Got the Gist of It? Now Blend up Some Recipes:

  • Homemade mayonnaise in a blender is magic. Make sure to start the variable speed on low but swiftly turn it up to high (if you don’t, the mayonnaise could curdle).
  • Spicy and earthy Mexican posole rojo is delicious because it uses dried red chilies that are first soaked in water, then blended. When using a high-speed blender, there’s no need to strain the pureed liquid, because all the tough bits get obliterated.
  • Mmm, this vegan apple pie smoothie is luscious! Ingredients like dates and cashews can tire out lesser blenders, but they blend like a dream in high-speed blenders.
  • Hummus is classic. Remember to add the liquids first and use the tamper to push the paste around as it blends if it gets hung up with air bubbles.
  • Strawberry milk made with real strawberries beats anything made from a fake pink powdered mix.
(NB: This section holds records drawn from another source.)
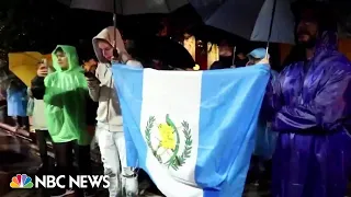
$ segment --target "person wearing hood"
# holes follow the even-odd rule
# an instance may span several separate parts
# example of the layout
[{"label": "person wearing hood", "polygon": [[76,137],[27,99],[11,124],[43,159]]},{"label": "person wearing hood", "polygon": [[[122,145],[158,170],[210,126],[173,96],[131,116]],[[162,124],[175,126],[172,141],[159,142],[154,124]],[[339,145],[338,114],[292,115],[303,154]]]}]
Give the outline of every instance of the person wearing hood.
[{"label": "person wearing hood", "polygon": [[92,44],[99,63],[94,76],[87,74],[87,81],[91,99],[99,102],[95,138],[100,147],[104,173],[111,177],[110,196],[115,197],[123,189],[127,196],[136,196],[137,176],[126,163],[123,119],[112,78],[111,62],[117,61],[139,68],[141,63],[131,58],[120,31],[113,26],[102,30],[92,39]]},{"label": "person wearing hood", "polygon": [[[83,69],[72,46],[58,45],[52,57],[55,71],[46,76],[47,68],[38,69],[39,73],[46,77],[41,78],[44,80],[44,89],[37,94],[44,93],[47,129],[54,142],[58,174],[66,177],[73,174],[72,151],[77,158],[78,173],[91,174],[91,137],[86,124],[88,84]],[[52,196],[59,197],[72,193],[72,188],[66,183],[66,189],[56,189]],[[93,196],[93,190],[86,189],[84,196]]]},{"label": "person wearing hood", "polygon": [[328,7],[298,8],[296,38],[305,56],[268,86],[263,107],[279,132],[273,197],[343,197],[351,173],[351,65],[337,50]]}]

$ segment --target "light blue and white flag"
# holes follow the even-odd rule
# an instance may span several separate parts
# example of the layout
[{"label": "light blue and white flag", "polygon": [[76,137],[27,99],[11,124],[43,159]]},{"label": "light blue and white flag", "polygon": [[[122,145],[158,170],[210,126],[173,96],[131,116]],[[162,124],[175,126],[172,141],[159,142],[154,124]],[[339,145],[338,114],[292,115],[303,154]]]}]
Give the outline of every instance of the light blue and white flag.
[{"label": "light blue and white flag", "polygon": [[158,71],[113,66],[129,166],[168,197],[241,197],[267,66]]}]

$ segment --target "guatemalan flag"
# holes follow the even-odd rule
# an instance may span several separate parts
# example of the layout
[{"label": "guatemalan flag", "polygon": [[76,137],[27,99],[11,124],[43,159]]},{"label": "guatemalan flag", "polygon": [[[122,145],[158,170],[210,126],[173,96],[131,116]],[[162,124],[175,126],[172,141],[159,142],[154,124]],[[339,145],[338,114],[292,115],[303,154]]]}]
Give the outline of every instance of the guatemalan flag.
[{"label": "guatemalan flag", "polygon": [[158,71],[113,66],[128,166],[168,197],[241,197],[268,66]]}]

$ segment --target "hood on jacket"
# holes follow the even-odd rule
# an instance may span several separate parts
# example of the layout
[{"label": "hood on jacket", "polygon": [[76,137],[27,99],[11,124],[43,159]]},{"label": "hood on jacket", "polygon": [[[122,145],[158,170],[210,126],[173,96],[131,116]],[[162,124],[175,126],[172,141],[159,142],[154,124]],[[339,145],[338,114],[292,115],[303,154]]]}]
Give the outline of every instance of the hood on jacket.
[{"label": "hood on jacket", "polygon": [[61,67],[58,65],[58,59],[56,57],[56,50],[58,48],[61,48],[67,57],[68,65],[69,65],[69,68],[67,71],[75,70],[75,69],[82,69],[79,65],[76,47],[68,46],[68,45],[57,45],[55,50],[52,53],[53,67],[55,68],[56,71],[58,72],[63,71]]},{"label": "hood on jacket", "polygon": [[[114,31],[116,36],[114,36]],[[116,40],[114,39],[115,37],[116,37]],[[101,49],[98,47],[99,39],[103,39],[110,43],[111,46],[115,46],[118,54],[127,54],[120,31],[113,26],[109,26],[102,30],[95,37],[92,38],[92,46],[94,48],[97,58],[100,62],[110,62],[110,61],[103,57]]]},{"label": "hood on jacket", "polygon": [[338,33],[335,31],[324,31],[316,43],[316,51],[320,49],[337,50]]}]

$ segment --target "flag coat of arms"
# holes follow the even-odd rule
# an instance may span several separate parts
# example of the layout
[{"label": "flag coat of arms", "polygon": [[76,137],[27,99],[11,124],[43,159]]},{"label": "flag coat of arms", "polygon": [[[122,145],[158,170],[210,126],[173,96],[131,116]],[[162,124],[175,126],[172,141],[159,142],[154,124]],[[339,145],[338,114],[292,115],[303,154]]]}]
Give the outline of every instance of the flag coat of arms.
[{"label": "flag coat of arms", "polygon": [[128,166],[168,197],[241,197],[269,67],[112,69]]}]

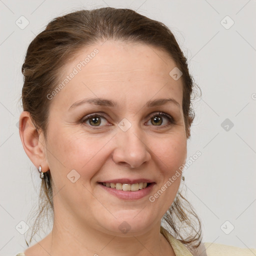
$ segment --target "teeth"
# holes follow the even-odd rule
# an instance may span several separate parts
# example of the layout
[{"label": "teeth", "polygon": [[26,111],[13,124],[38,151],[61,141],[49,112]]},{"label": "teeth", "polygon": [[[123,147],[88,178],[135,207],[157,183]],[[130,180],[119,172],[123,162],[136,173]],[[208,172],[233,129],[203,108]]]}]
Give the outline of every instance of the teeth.
[{"label": "teeth", "polygon": [[140,182],[135,184],[122,184],[122,183],[106,183],[102,182],[102,185],[108,188],[116,188],[123,191],[138,191],[146,188],[148,184],[146,182]]}]

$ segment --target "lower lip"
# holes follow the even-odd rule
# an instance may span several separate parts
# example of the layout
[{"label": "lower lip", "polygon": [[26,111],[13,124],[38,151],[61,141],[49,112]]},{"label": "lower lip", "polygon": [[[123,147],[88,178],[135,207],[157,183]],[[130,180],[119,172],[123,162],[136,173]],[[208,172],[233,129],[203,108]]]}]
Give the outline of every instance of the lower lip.
[{"label": "lower lip", "polygon": [[98,184],[106,192],[112,194],[116,196],[120,199],[125,200],[137,200],[148,196],[152,190],[156,183],[151,183],[146,188],[139,190],[138,191],[124,191],[122,190],[116,190],[112,188],[108,188],[100,183]]}]

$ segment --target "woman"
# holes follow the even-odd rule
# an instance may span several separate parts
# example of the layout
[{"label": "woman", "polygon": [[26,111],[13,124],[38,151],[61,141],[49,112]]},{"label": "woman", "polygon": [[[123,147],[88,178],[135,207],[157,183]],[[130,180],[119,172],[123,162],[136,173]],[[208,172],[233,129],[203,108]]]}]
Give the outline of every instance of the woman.
[{"label": "woman", "polygon": [[202,242],[180,192],[194,84],[166,26],[128,9],[72,12],[33,40],[22,71],[20,134],[54,214],[18,255],[256,252]]}]

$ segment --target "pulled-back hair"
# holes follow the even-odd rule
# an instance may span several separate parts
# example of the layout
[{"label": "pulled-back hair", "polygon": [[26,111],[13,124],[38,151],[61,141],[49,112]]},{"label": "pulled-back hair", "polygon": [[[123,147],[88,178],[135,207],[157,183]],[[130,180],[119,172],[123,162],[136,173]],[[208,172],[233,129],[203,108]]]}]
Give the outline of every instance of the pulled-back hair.
[{"label": "pulled-back hair", "polygon": [[[59,84],[62,68],[84,47],[109,40],[145,44],[165,51],[172,58],[182,74],[182,107],[186,135],[189,138],[194,118],[192,95],[196,84],[188,72],[186,58],[172,33],[162,23],[134,10],[110,7],[83,10],[58,17],[30,44],[22,66],[24,76],[22,104],[24,111],[30,113],[38,132],[42,132],[47,138],[52,102],[48,100],[47,95]],[[50,172],[45,172],[44,174],[39,212],[32,226],[30,242],[40,228],[42,214],[46,211],[48,214],[48,210],[54,212]],[[188,247],[196,248],[200,246],[200,221],[181,194],[178,193],[162,220],[168,230]],[[186,228],[182,234],[180,228],[184,224]],[[28,242],[27,244],[28,246]]]}]

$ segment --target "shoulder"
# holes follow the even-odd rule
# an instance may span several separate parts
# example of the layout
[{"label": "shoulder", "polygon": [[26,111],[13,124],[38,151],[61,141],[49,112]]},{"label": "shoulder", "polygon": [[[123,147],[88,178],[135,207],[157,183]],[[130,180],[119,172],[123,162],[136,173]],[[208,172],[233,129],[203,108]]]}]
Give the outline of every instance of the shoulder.
[{"label": "shoulder", "polygon": [[204,242],[207,256],[254,256],[256,248],[240,248],[220,244]]}]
You can rinse off the berries and add them—edible green tops and all—into the blender. A high-speed blender will pummel the nutrient-packed greens so they’re invisible.
  • Seared scallops with asparagus sauce show how fibrous produce like asparagus gets ultra-smooth when pureed in a high-speed blender.
  • Vegan cashew cream sauce is so versatile! Soaked cashews make it creamy, and a high-speed blender cuts the soaking time down to just 30 minutes.
  • Green mojito smoothies! All the minty goodness of mojitos, in healthy smoothie form.